Have you lied about alimony on your taxes? If so, you are not alone; scores of Maryland residents and others throughout the nation may be bilking the government out of millions of dollars by failing to report their alimony allowances. Official reports say that the federal government is losing out on a significant amount of money because of this alimony reporting compliance gap. Further, the Internal Revenue Service does not have an effective system for identifying violators.
A recent agency audit showed that nearly half of the 2010 returns that included alimony deductions did not include the correct number. In many cases, an ex-spouse reported paying alimony — which is tax-deductible — even though the person who was supposed to have received the money never reported it. In other cases, alimony payers claimed that they had given thousands of dollars more than they actually had.

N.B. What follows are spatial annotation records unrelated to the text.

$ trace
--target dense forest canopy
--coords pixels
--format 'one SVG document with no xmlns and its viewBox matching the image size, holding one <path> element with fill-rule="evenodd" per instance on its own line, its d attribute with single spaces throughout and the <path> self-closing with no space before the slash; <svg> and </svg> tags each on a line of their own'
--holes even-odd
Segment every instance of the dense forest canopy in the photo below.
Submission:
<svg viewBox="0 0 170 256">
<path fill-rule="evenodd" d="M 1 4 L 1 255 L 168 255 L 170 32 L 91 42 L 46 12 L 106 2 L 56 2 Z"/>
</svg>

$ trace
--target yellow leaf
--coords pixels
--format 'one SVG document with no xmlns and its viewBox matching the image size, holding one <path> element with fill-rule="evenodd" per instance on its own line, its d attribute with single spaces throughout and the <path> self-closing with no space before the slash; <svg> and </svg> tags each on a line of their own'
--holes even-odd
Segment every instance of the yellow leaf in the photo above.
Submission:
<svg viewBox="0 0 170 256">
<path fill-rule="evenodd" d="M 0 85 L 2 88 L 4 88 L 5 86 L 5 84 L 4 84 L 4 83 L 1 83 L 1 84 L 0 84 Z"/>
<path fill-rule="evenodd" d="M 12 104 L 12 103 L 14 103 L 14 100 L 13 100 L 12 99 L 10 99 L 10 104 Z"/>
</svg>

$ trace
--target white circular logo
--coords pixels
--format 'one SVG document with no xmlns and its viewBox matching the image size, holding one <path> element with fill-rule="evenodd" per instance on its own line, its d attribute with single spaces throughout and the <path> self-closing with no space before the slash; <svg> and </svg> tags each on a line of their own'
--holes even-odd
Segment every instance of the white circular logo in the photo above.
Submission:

As a result, investigators determined that government agencies lost out on $351 million in taxes in 2010 alone because of the incorrect alimony numbers. That estimate could be on the low end, as investigators only had the funds and resources to audit a few alimony-related returns. The IRS has sent some reminder forms to those who were found with tax discrepancies, but it is unclear whether the government has recouped any of that outstanding money. The IRS does not always have the authority to contest an alimony deduction claim.
No matter whether you receive or pay spousal support, it is important to remain on the right side of the IRS when filing your alimony-related tax documents. Taxpayers can face serious penalties for failing to pay their taxes. Although the IRS is still refining its policies, it pays to be honest and transparent when filing taxes.